One functional area that has seen strong developer tool activity is the broader communications one. This is perhaps unsurprising since communications functionality -- be it voice, video, SMS or whatever -- is an integral tool on most applications. After all, Uber wouldn’t be Uber without the ability for riders to contact drivers.

The company that has perhaps shown the best example of enabling developers to integrate communications functionality into their apps is Twilio, a cloud communications company. A poster child for the rise of developers, Twilio IPO’d only a few months ago and continues to ramp up its innovations.

But they are not the only player in the space -- Nexmo is another communications API provider that was recently acquired by NYSE listed vendor Vonage. The thinking behind the deal was that Nexmo would allow Vonage to leverage another revenue stream and eke out some more from its existing communication assets.

Following on from the acquisition, Vonage is today launching its “next generation voice API” that is integrated into Vonage’s own network, a network which, it must be said, terminates some 15 billion minutes of global voice traffic annually. The new API allows developers to programmatically access the network.

“When Vonage purchased Nexmo only a few months ago, we knew we could pair Nexmo’s APIs with Vonage’s voice network to deliver a higher quality programmable voice experience to the market,” said Alan Masarek, Vonage CEO. “We are encouraged by the speed with which we were able to bring enhanced voice capabilities to the Nexmo platform to accelerate the launch of the new voice API.”

The new Nexmo Voice API allows developers to add capabilities like conferencing, call recording and call control to a company’s workflow, backed by the certainty of the Vonage network. The Vonage network already has the ability to provision local numbers to 85 countries, so this API gives developers broad coverage to leverage.
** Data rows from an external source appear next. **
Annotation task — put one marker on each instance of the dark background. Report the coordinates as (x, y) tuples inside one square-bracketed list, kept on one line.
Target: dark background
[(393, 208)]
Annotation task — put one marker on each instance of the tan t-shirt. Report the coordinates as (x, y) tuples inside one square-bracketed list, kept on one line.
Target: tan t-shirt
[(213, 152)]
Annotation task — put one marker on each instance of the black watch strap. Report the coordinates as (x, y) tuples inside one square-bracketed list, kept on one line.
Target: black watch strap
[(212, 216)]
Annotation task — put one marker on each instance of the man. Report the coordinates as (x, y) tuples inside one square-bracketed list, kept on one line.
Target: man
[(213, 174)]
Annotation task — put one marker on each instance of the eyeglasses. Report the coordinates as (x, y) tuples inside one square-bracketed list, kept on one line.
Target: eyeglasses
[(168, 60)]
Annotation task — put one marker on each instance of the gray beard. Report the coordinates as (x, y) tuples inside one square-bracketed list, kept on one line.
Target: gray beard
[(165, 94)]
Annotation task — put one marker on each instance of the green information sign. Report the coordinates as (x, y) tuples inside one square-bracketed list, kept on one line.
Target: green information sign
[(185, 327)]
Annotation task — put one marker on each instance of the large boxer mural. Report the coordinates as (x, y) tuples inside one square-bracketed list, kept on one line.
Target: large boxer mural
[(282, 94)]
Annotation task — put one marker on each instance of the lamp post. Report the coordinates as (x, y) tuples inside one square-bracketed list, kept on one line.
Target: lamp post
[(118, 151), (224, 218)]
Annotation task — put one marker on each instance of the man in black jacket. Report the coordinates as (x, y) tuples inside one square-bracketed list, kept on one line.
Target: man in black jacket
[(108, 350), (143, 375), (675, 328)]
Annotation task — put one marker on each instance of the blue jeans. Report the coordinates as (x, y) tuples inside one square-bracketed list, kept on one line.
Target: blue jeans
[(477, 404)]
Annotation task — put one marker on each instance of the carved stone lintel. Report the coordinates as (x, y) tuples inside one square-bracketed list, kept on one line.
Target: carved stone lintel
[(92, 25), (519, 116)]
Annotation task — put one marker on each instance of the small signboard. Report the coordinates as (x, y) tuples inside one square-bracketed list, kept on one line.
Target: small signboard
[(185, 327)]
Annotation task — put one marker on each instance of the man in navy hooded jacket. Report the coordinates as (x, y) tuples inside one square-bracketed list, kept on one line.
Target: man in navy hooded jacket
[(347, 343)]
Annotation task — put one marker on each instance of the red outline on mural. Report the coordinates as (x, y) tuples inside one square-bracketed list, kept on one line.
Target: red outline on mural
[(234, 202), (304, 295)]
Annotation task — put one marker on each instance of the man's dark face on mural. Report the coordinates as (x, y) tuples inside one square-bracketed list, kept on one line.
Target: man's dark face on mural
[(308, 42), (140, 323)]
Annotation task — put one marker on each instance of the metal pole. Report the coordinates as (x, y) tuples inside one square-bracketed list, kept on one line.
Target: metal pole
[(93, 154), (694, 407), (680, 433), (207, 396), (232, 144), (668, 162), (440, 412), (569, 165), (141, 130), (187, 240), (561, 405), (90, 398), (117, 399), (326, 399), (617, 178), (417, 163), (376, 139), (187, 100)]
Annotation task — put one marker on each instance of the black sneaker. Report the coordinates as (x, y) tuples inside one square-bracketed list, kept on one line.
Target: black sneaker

The new API joins Nexmo’s global SMS API, chat app API and critical ID verification API.

“Building enterprise-grade voice applications used to be a complex and expensive task. But the new voice API will allow developers to effortlessly create modern voice capabilities with open, agile and globally scalable architectures, enabling customized communications solutions to enrich customer conversations and deepen customer relationships,” said Tony Jamous, president of the Nexmo API platform. “We are excited to have Vonage’s industrial-strength network and second-to-none voice capabilities behind the new API, and the speed with which Vonage was able to help accelerate this launch surpassed our expectations.”


All good stuff, and, essentially, table stakes for vendors of this type. Really it comes down to an assessment as to which vendor has the most traction, awareness and case studies for this new way of working. I’ve been watching Twilio since the very early days and it has done a good job of essentially owning the conversation around communications developer platform. Whether Vonage can steal some of that thunder remains to be seen.